I missed the reference to Danish when this thread was current, but the verb bikse is only attested from around 1900, much later than Admiral Adeler, it may be a jocular alteration of mikse as in biksemad ~ ‘hash’. and it has a wider sense as half-arsed work. Also to a Dane there is no obvious similarity between tvebakker ‘rusks’ and biksemad or indeed biks tout court. (There is also a slangy term biks for a shop, but it’s too new for the ODS it seems. I find it cited as the slang equivalent of Fr boite but nowhere else, and I don’t have a clue where it comes from unless it’s simply the mixed inventory of your corner shop).

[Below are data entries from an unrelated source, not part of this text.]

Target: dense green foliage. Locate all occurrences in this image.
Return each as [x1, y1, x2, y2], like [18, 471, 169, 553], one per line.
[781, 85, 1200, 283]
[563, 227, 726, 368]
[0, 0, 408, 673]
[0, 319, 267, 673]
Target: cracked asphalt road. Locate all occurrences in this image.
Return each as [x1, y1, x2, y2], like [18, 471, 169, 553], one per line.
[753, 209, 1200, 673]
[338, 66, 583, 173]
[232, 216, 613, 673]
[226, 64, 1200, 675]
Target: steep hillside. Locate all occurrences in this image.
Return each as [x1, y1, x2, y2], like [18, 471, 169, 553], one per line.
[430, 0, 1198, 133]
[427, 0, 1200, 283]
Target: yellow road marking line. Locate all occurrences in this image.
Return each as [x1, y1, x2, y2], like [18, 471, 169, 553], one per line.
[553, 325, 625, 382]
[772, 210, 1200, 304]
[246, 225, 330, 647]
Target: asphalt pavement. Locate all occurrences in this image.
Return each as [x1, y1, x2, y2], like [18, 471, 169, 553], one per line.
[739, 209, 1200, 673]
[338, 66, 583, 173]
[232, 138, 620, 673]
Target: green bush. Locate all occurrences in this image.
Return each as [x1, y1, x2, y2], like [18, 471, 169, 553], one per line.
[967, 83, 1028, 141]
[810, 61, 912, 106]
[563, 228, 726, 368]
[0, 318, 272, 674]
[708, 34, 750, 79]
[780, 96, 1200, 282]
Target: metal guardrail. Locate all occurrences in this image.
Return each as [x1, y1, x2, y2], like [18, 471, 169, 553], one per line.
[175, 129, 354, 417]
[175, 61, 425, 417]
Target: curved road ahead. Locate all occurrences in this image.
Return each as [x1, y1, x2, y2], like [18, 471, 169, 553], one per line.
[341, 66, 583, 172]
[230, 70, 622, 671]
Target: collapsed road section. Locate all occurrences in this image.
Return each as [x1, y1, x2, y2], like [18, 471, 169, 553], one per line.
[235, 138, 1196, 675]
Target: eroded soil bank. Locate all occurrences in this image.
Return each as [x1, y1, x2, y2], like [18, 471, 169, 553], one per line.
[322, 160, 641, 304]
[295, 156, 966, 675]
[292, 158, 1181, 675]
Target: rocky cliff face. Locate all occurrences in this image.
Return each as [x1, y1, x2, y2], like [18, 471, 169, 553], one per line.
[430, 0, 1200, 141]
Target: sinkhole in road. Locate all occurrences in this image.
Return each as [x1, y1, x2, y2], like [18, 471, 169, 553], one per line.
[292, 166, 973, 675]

a slangy term biks for a shop, but it’s too new for the ODS it seems. I find it cited as the slang equivalent of Fr boite but nowhere else, and I don’t have a clue where it comes from
This seems like a question there should be an answer to, somewhere. I’ll throw out some suggestions to start with… A Low German version of Büchse ‘can, box’ with a derounded vowel? Or I wonder, perhaps Yiddish ביקס biks ‘box’, although I couldn’t find any reference to this word showing up in Dutch slang, either, in a quick search. (Online Yiddish dictionaries I consulted quickly gave only ‘rifle’ for ביקס biks for this word, but if one does a search on finds some references to Yiddish biks ~ bix as a box: a charity collection box, or the besamim bix ‘spice box for Havdalah’, etc. Cf. the polysemy of Danish bøsse ‘box; salt or pepper shaker; shotgun’, among other things…). I hope someone can find the answer…

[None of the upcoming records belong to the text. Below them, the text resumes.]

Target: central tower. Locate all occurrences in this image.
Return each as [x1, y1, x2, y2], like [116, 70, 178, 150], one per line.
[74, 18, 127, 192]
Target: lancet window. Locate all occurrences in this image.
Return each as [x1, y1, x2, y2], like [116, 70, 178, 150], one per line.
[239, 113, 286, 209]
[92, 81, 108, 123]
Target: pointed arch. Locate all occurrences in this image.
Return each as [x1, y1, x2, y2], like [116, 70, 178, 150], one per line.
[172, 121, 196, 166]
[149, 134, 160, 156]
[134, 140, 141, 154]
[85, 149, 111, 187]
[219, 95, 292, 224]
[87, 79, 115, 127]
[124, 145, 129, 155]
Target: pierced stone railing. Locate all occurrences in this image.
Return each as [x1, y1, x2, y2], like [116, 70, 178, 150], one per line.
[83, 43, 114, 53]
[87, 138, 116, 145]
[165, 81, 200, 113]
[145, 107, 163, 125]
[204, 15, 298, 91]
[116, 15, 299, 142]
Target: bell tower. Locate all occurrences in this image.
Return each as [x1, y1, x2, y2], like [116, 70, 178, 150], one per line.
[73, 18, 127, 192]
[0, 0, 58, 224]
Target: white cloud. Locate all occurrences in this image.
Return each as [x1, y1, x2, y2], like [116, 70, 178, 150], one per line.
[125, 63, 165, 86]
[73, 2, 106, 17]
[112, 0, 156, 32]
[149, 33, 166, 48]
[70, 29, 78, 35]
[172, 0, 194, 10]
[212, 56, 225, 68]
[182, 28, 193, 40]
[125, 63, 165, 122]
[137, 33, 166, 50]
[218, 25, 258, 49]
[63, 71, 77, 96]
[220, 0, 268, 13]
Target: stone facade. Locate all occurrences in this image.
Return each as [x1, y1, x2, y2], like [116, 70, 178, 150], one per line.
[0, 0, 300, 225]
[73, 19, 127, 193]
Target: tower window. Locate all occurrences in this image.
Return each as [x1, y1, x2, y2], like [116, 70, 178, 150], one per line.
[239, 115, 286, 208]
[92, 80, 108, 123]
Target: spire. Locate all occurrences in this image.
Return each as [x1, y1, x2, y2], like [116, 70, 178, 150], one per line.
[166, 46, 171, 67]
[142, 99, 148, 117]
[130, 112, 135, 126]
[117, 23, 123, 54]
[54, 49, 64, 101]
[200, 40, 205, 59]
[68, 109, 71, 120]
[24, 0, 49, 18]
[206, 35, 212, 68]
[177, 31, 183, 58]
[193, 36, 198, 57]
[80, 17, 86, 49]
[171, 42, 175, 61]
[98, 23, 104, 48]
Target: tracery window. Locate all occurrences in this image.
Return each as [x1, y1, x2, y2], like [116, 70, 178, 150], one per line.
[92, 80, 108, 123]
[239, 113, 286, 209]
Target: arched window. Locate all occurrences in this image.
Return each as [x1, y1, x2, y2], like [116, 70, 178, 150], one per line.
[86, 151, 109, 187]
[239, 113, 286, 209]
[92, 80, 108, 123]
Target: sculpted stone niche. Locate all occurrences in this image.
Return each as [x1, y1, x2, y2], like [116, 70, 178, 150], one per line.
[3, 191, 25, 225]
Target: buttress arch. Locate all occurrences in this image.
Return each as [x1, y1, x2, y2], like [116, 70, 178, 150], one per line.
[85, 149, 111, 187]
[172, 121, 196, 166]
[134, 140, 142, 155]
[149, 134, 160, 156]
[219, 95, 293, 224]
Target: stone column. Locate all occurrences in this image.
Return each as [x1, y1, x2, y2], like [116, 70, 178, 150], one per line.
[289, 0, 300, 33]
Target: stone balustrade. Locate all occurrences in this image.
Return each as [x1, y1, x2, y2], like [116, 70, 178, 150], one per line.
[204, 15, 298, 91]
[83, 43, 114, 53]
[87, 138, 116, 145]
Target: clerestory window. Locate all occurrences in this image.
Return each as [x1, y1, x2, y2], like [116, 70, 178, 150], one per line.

P. S. In this regard, could Danish biks ‘garbage’ then be originally *‘contents of a collection box; motley assemblage’?
Yeah, det er noget biks about a shoddy job does have the subtext of using things from your box of odds and ends, as you do, not buying the right parts for a proper job. I don’t think Danish got a lot of slang from Yiddish, but büchse could well be it. bikse noget sammen is also to make something with the bits at hand — who doesn’t have some cold boiled potatoes, an onion and some bits of meat for biksemad, or ruskomsnusk if less conformant to the archetype (which doesn’t admit of vegetables). (The latter is a sort of onomatopoietikon, except not about sound).
Note the various occurrences of biks ‘box’ in this edition of a 19th-century word-list of Bargoens (Dutch thieves’ cant): J.G.M. Moormann (1926) ‘Bargoensch uit het midden der negentiende eeuw’, Tijdschrift voor Nederlandse Taal- en Letterkunde 45, available here. The editor mentions that many of these words are of Yiddish origin.
I am away from my printed copies of references on Rotwelsch. Maybe someone else could follow up in that direction.